Sequoia-Kings Canyon (SEKI) to limit commercial permits this season
Businesses that make their living in the backcountry are having that livelihood cut or eliminated with a stroke of a pen. Sequoia/Kings Canyon National Park (SEKI) is implementing its new Wilderness Stewardship Plan this year, and that plan features massive cuts to “user days,” which will reduce the number of clients that guides and packers can bring into the park. SEKI has not offered a rationale behind the new permitting allocations.
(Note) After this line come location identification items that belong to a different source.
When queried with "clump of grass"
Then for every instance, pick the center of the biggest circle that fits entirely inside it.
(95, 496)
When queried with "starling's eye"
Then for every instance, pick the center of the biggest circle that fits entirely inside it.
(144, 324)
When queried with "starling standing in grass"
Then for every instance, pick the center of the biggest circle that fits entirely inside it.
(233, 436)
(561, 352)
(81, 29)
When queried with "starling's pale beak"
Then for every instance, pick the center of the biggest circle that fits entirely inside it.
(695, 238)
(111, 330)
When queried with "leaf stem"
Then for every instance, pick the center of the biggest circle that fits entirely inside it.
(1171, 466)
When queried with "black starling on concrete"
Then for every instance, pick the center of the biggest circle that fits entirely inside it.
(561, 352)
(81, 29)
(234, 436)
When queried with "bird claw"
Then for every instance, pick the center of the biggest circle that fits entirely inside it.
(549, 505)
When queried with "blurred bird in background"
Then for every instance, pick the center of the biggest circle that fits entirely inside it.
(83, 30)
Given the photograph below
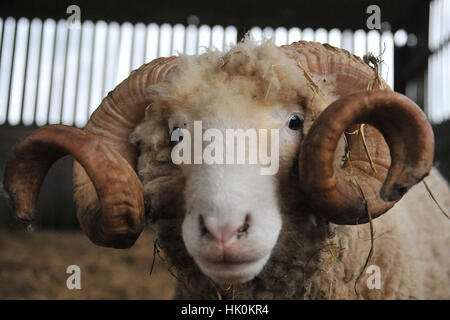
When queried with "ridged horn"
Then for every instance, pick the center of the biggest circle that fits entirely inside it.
(398, 138)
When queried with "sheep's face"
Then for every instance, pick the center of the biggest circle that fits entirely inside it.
(232, 215)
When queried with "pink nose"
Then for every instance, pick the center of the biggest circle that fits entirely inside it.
(224, 233)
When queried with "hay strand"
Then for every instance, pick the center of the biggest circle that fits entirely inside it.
(434, 199)
(369, 256)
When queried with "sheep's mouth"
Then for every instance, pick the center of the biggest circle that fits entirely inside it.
(232, 271)
(230, 264)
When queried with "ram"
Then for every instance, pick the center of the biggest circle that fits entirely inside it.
(350, 152)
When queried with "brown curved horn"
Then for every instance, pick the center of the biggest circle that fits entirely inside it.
(107, 193)
(335, 192)
(117, 186)
(113, 122)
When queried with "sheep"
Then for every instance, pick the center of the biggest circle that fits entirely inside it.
(350, 154)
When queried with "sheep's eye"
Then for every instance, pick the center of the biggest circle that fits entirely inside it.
(177, 134)
(295, 122)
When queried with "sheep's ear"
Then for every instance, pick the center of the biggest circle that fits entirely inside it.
(375, 175)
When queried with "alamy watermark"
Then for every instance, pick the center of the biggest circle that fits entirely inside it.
(74, 20)
(374, 20)
(74, 280)
(374, 280)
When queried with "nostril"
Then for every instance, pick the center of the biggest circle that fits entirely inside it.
(243, 230)
(203, 230)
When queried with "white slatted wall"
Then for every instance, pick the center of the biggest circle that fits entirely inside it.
(51, 74)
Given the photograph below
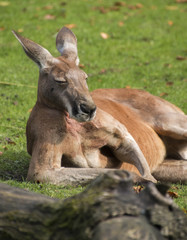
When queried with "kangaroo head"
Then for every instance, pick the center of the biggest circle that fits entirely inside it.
(62, 84)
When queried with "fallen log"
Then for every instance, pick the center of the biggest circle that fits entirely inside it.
(107, 209)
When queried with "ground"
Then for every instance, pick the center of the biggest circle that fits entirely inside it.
(132, 44)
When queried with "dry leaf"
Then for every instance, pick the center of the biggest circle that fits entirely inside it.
(170, 23)
(9, 141)
(173, 194)
(4, 3)
(184, 210)
(81, 65)
(138, 189)
(49, 17)
(102, 71)
(181, 58)
(137, 6)
(119, 4)
(181, 1)
(168, 65)
(114, 8)
(121, 23)
(172, 8)
(70, 26)
(163, 94)
(104, 35)
(48, 7)
(153, 7)
(169, 83)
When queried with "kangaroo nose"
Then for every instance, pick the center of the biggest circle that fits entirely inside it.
(87, 109)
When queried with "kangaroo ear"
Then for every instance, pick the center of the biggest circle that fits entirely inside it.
(37, 53)
(66, 43)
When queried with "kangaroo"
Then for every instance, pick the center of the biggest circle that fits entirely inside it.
(70, 128)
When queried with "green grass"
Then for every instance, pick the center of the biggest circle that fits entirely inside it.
(140, 54)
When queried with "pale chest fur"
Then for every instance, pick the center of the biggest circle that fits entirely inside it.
(82, 143)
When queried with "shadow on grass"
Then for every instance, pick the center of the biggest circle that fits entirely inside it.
(14, 165)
Commercial businesses such as climbing guide services and pack outfits need a permit from the national park or forest they will be operating in to serve clients there legally. Permits or commercial use authorizations (CUA) for SEKI are required for commercial recreation activities in the popular Mount Whitney Zone. Much of the east side of Mt. Whitney, including the trail from Lone Pine, is in the Inyo National Forest, but the peak’s summit is in SEKI.
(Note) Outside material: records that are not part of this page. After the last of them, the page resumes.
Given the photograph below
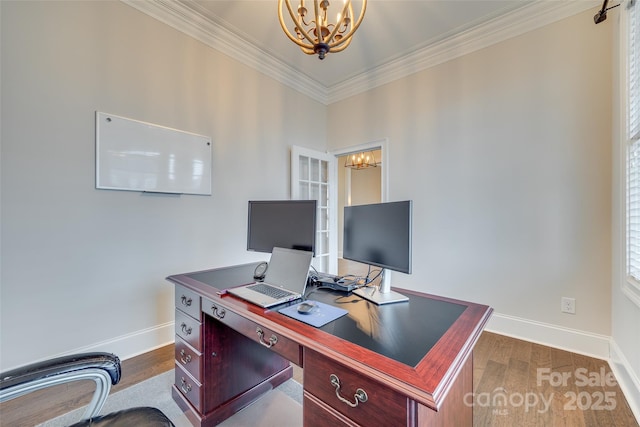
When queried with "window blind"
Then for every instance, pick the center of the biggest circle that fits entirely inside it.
(633, 141)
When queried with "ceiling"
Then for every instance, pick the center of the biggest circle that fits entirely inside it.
(396, 37)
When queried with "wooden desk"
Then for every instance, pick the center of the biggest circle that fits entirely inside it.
(413, 360)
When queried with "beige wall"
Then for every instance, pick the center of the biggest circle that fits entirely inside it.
(506, 153)
(85, 268)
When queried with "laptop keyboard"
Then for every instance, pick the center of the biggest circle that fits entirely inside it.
(270, 291)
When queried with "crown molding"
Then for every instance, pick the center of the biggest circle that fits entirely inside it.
(196, 25)
(524, 19)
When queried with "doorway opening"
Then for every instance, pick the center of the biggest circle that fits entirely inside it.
(359, 187)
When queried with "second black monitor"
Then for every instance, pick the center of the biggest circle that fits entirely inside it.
(287, 224)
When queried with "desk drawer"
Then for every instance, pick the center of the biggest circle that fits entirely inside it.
(188, 329)
(189, 387)
(187, 301)
(277, 343)
(318, 374)
(188, 359)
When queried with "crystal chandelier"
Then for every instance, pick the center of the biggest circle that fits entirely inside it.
(316, 33)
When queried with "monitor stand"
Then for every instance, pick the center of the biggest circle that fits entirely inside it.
(381, 296)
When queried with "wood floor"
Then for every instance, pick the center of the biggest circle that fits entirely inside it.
(519, 383)
(516, 383)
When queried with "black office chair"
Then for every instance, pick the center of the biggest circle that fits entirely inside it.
(103, 368)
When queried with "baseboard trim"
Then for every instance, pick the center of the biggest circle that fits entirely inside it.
(627, 380)
(588, 344)
(133, 344)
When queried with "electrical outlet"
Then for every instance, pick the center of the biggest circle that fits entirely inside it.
(568, 305)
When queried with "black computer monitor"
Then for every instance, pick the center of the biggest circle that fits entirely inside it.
(287, 224)
(380, 235)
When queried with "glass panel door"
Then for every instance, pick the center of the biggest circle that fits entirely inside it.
(312, 175)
Sintia Kawasaki-Yee, Public Information Officer for SEKI, said it is still not known how the Inyo National Forest will enforce SEKI’s rules.
There will be 10 permitted guide CUAs splitting 975 user days for the Whitney Zone in 2018-2019, according to the CUA 2018-19 application form. Each CUA will receive 68 user days, leaving a pool of 295 leftover days. SP Parker, owner of Sierra Mountain Center, explained that in order to get those extra days, the CUA must prove it has reservations for a trip. However, clients aren’t going to plan a trip if there’s no guarantee there will be days available.
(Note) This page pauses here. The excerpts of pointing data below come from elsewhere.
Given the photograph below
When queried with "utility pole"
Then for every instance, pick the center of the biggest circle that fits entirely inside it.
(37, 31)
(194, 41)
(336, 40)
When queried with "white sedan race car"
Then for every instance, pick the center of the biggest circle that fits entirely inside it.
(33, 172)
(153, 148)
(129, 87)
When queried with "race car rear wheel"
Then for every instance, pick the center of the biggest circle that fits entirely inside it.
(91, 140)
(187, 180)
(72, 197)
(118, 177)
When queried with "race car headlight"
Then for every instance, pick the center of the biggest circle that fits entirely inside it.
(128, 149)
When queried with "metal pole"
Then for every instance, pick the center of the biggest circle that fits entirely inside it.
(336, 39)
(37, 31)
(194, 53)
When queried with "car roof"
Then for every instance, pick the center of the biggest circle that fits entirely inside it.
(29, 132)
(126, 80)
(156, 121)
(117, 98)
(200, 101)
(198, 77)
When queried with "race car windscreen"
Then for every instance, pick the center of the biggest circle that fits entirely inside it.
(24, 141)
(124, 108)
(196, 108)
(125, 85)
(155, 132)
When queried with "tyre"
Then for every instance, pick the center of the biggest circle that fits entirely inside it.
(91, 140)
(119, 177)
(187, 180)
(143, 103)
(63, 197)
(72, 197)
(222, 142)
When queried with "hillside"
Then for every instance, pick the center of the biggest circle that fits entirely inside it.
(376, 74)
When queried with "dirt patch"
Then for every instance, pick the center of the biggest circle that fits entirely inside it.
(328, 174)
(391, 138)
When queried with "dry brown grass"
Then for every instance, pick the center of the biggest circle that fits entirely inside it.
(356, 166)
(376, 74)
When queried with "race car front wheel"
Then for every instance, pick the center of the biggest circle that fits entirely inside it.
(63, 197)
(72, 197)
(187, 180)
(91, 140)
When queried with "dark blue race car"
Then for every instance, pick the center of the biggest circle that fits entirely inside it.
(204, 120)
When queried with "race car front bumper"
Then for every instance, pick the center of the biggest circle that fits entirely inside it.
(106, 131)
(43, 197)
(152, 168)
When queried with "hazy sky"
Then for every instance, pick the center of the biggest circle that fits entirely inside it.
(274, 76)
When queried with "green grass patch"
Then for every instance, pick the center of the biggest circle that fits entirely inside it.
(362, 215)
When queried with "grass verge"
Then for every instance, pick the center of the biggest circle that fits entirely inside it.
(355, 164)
Prior to the new plan, there were no quotas, says Parker.
Kawasaki-Yee said there were 30 CUAs available for the upcoming season, and there were 41 applicants. The 11 applicants not awarded a CUA were either non-profits (who aren’t required to have one), or were rejected, Kawasaki-Yee said.
Mimi Vedasz, owner of Alpine Skills International of Truckee and a permit holder for 38 years, was not awarded a permit. Her business will be devastated, she said.
In 2012, the environmental group High Sierra Hikers Association (HSHA) sued the park for failing to conduct environmental studies on the impact of stock on sensitive high-elevation meadows before it decided to increase the allowable number of stock for individual pack outfits from 20 to 25 head.